Review of Letters from a Dead Man (1986)

Moving picture, 87 minutes

Konstantin Lopushansky (director).

A scientific Nobel laureate tends to his radiation-sickened wife in the ruins of a grand museum, somewhere on Earth in a black winter of fallout and desperate shortages. A small group of scarcely sane intellectuals in the museum are the only ones attending the wake of humanism. The last trace of civilization with any real hope of survival is moving far underground, planning to emerge after some 30 to 50 years, free of the old world’s crippling altruism. The scientist is not going with them.

A poetic look at the consequences of nuclear exchange. In addition to directing, Konstantin Lopushansky did the writing, with Vyacheslav Rybakov. Boris Strugatsky is credited with “collaboration”.

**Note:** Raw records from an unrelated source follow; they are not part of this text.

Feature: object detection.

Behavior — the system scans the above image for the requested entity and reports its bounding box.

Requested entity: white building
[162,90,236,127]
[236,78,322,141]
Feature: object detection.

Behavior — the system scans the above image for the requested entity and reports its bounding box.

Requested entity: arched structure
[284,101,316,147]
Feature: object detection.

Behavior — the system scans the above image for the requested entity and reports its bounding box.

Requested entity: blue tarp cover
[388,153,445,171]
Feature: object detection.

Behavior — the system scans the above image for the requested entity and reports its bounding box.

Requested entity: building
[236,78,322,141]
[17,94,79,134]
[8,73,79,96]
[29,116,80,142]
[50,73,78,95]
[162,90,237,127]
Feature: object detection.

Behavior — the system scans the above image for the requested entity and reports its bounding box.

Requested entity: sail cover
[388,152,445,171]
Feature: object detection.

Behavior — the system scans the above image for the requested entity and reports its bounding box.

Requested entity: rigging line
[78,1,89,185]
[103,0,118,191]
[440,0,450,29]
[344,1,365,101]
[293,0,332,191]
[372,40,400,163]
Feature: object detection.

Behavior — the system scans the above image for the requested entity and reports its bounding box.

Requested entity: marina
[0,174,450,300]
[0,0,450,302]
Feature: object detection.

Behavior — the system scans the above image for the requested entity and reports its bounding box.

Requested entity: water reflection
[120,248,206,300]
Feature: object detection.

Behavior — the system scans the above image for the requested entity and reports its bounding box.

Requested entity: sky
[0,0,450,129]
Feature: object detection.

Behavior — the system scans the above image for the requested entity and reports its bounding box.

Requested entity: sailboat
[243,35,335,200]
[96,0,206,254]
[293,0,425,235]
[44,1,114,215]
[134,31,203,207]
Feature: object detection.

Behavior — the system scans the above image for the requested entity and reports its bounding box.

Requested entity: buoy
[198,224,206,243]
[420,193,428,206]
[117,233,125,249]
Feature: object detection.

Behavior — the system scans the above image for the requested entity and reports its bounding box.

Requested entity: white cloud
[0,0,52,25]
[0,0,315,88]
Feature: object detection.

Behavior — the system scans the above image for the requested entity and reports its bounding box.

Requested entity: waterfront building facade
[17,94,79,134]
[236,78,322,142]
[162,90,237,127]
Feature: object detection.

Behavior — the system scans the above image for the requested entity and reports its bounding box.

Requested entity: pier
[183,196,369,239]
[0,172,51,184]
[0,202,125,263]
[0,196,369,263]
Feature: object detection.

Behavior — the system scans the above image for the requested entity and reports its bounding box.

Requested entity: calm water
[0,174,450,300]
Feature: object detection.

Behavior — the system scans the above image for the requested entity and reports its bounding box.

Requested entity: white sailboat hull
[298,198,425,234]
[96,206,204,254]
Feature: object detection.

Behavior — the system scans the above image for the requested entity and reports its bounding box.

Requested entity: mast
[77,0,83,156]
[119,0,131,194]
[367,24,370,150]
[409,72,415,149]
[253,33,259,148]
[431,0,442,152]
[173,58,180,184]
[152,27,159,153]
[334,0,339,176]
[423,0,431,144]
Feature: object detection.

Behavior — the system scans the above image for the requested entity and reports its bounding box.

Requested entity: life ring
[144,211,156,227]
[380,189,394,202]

This is what Threads (1984) might have been like if Tarkovsky had directed it. It adds the humanist lament of O-Bi, O-Ba – The End of Civilization (1985) and it is The Sacrifice (1986) done right. Indeed, this is probably second only to Threads as a cinematic depiction of nuclear apocalypse, and it’s supposed to have been hugely popular. Unfortunately, the special effects are weak and it is, on the whole, a less gripping take.

References here: Visitor of a Museum (1989), Snowpiercer (2013).